My great aunt Mary Magdalene Horton Baker was a hoot. She was divorced young and never re-married or had children of her own. My father, uncle and cousin were HER children, of sorts, but mostly it was ME. She was a leather-tanned wild woman with bleached hair, skin-tight jeans and a bikini top well into her 60s. She was the life of EVERY party, and EVERYONE was invited. I remember the devilish smile and the pooh-poohing of the convention espoused by all the other adults in my life.
So, as a kid in our family, all I really wanted to do was wait until she got off the swing shift to pick me up at midnight in her convertible with the leopard seat covers.
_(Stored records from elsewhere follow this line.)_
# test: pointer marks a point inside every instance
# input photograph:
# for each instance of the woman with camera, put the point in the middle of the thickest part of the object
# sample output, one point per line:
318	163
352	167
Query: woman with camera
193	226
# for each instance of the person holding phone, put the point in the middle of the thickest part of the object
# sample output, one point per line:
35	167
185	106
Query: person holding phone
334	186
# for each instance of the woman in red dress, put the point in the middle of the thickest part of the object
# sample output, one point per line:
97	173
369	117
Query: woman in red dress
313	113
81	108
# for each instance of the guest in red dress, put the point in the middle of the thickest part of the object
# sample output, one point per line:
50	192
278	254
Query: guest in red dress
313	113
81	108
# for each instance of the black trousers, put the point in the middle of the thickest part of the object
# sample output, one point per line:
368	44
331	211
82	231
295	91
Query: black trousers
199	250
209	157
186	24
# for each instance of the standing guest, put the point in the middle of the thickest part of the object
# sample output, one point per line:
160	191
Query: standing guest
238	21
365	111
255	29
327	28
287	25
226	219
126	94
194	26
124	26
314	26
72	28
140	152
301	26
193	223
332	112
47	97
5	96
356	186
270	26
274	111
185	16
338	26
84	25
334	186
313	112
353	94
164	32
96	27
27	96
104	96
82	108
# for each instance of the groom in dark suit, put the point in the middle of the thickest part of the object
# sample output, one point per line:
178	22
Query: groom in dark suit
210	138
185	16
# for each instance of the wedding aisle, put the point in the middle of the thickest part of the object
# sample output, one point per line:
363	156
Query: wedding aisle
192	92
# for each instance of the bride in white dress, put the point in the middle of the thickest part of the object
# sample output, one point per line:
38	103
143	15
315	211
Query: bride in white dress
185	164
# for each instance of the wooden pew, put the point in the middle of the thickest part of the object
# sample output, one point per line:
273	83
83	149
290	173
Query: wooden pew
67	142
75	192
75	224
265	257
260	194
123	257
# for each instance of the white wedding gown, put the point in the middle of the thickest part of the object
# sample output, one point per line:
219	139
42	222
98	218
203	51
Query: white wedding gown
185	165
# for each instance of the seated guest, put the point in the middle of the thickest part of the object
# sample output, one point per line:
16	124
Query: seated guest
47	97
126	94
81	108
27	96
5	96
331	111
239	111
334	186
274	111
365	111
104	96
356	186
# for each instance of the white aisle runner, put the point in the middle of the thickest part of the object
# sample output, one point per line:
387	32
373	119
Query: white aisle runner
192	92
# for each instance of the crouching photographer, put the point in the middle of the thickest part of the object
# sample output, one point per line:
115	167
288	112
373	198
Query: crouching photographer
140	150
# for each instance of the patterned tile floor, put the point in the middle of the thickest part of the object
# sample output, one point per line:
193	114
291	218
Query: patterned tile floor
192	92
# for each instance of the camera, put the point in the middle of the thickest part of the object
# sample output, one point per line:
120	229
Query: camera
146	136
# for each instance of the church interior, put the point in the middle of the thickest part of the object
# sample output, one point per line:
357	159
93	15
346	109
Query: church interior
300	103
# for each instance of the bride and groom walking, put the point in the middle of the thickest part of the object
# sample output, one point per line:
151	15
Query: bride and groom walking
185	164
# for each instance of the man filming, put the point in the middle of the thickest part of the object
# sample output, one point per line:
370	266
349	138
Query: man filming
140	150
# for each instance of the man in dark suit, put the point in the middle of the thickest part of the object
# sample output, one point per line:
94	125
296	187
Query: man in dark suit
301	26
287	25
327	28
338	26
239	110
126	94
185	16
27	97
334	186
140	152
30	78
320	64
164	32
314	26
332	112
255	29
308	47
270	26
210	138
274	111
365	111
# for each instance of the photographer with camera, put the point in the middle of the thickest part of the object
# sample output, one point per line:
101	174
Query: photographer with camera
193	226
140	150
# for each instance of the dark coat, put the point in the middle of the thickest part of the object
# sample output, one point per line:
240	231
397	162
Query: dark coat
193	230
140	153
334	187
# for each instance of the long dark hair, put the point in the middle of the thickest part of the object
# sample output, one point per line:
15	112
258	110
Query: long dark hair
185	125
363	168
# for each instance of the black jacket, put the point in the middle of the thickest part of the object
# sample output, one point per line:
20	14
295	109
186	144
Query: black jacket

We would make our way to her feather painted bedroom & climb into her bed with the red velvet headboard & watch the then, new-fangled “cable TV” & eat cocktail shrimp out of the can.
In July 2005, Maggie B. died of acute respiratory failure due to a 3-year battle with emphysema. She was a social smoker for 60+years but never seemed to have a health concerns. Then at 78 her body just stopped co-operating & said “Enough” despite the fact that she wasn’t done living. I love her so much. This is a pic of her (late-1970s) at approx. 55 years old.
The piece inspired by this photograph is entitled “Bated Breath,” and the show of which it is a part, Do I Know You? opens in July of 2014 at The Balcony Gallery at The Emporium Center in Knoxville, TN.
I have spent the last few weeks gathering family photos to get a little planning done for DIKY –since most of the hand-drawn patterns are completed. And as I sit and look into the collective face of my family, I find an almost overwhelming responsibility to get it right…
For the ones I never knew. For the ones that will never know. The key is to not get so bogged down in the responsibility that my ability to work creatively is paralyzed.